Parks are open, but you should visit them with caution

Plus, information on how to virtually visit some of the country’s most beautiful parks.

two people looking at waterfall at great falls park
Great Falls National Park (Photo by Renee Sklarew)

National park fees have been waived and taking walks outside is encouraged during the coronavirus pandemic, but visiting parks right now can still put you at risk. Here, find out what you need to know, including information on virtual options.

National Parks

On March 18, the National Park Service (NPS) announced it has temporarily suspended entrance fees at all parks that are remaining open during the coronavirus outbreak. Although some parks, like Yosemite and Rocky Mountain, have closed, many national parks in the region remain open, including Great Falls, Harpers Ferry and Manassas National Battlefield.

Visitor centers and group campgrounds have been closed at all parks (some have closed public bathrooms too), and visitors are being reminded that although it is safe to take walks outside, going to a crowded park can put you at risk of contracting COVID-19. If you decide to visit any park in the region, make sure to practice social distancing while there, staying at least 6 feet apart from other visitors and wash your hands/use hand sanitizer as often as possible.
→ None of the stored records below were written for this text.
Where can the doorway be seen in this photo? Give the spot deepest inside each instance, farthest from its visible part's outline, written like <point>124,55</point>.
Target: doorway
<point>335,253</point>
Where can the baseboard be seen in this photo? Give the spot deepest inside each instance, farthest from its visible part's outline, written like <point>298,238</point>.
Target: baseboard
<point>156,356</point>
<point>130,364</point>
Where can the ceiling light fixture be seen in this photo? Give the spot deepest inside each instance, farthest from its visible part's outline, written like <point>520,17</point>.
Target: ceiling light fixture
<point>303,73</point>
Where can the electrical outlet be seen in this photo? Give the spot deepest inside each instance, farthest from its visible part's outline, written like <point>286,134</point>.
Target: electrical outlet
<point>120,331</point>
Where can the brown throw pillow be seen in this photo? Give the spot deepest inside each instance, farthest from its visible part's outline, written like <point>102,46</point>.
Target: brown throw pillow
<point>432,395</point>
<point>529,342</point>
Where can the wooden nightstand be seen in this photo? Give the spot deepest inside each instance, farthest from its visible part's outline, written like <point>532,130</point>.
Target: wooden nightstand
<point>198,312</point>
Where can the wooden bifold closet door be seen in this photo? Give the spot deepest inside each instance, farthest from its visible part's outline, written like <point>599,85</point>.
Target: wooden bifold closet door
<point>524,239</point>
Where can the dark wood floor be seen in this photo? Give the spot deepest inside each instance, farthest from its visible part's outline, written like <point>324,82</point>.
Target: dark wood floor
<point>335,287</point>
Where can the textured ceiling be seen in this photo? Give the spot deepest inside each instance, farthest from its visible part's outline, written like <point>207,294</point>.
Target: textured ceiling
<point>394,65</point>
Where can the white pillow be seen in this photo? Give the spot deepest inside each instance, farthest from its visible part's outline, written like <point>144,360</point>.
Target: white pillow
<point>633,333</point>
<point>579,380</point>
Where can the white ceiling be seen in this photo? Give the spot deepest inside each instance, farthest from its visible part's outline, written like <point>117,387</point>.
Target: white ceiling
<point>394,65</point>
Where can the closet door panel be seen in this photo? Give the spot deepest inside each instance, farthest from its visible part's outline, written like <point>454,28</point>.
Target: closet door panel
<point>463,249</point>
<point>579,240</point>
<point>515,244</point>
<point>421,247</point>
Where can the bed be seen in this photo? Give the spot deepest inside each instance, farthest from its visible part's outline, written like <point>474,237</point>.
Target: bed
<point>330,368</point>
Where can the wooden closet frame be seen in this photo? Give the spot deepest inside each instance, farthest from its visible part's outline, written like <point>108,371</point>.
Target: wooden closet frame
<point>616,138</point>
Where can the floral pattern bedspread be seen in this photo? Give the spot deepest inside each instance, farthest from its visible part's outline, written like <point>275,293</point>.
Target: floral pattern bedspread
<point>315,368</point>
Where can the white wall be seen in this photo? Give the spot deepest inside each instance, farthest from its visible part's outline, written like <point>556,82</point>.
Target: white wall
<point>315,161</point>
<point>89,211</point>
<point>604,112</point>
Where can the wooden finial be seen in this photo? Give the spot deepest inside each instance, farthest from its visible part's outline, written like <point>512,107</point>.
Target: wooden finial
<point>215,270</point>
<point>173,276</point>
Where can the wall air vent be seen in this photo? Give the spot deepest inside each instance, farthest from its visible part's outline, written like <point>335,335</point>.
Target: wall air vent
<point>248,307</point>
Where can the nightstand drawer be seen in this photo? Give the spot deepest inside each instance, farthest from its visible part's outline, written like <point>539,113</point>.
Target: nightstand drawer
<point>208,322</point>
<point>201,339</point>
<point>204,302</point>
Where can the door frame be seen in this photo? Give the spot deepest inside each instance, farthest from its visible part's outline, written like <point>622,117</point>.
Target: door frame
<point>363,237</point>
Anyone planning on visiting a park should also monitor updates from NPS and check for announcements from specific parks before going.

Virtual Tours

So, you don’t want to risk it by going to a park right now, but you still need to entertain yourself and your family at home. Visit five national  parks virtually, thanks to Google Arts & Culture’s interactive feature

The virtual tours include Kenai Fjords National Park in Alaska; Hawaii Volcanoes National Park; Carlsbad Caverns National Park in New Mexico; Utah’s Bryce Canyon National Park; and Florida’s Dry Tortugas National Park.